In the last week of September, Iraqi air transports escorted by fighter planes, were able to fly in troops, communications equipment and commands to the beleaguered base.

General Tommy Franks’s request for permission to use the air force to shoot the Iraqi transports down was denied. The request, brought before the president, was turned down at a White House conference attended also by vice president Cheney, for fear that the discovery that the war was already in force would embarrass the Bush team and upset its efforts to win a mandate from Congress and get a tough new resolution through the UN Security Council.

An air battle would be impossible to conceal.

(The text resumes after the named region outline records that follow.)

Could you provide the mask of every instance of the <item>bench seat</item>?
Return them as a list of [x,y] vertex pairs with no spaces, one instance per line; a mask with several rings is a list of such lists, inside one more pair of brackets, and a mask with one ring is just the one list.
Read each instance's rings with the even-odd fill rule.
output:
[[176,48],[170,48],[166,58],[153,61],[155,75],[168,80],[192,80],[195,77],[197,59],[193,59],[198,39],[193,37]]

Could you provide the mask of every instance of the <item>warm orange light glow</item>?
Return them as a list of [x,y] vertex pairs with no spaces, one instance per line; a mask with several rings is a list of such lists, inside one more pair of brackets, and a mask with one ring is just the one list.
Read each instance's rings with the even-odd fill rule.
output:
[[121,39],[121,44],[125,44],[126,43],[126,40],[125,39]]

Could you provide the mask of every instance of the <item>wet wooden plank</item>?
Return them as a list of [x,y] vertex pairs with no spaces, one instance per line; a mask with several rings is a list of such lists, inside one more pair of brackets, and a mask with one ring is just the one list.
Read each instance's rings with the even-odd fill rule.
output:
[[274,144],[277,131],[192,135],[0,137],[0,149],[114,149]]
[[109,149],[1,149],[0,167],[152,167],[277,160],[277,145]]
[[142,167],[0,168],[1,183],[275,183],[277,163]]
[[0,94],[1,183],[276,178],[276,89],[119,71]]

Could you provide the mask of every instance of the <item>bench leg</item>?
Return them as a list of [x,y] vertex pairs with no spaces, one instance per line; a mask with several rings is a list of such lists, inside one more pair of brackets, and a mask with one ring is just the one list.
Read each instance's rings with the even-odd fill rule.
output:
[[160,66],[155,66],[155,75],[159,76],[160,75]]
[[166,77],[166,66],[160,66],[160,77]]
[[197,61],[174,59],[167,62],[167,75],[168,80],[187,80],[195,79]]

However, the lack of an air option gave rise to two Iraqi military initiatives, according to DEBKA-Net-Weekly‘s military sources:

First, deciding they had a good chance of breaking the American siege of H-3, the Iraqis sent ground convoys of reinforcements speeding under air cover to the blockaded base. The Americans countered by flying in fresh special forces and marines by helicopter.

Second, Sunday night, September 29, under cover of dark, the Iraqis began hauling replacement surface missile batteries from H-2 and hideouts in the Western Deserts – some with chemical and biological warheads – aiming to set them up in firing positions at H-3 and point them at Jordan and Israel.

Franks, when he heard new missile batteries were on the move, ordered the ground troops blockading H-3 to prevent them from reaching their emplacements by destroying them en route.

Early Monday, September 30, the US special force units pounding the moving missile convoys were attacked themselves by Republican Guard special units who appeared suddenly from their rear and flanks. The engagement went on Monday and Tuesday, when the Americans threw into the fray the Jordanian special forces manning the sector, as well as more US commandos from the Jordanian base.

The skies over the battle arena are meanwhile clear of warplanes.

According to the last reports reaching DEBKA-Net-Weekly‘s military sources, some of the Iraqi missile convoys have been destroyed, but at least one or two batteries may have slipped through to H-3 and been set up on launching pads.

This probability was enough to prompt a supreme missile alert for most of this week for US military forces in the Middle East, Jordan and Israel.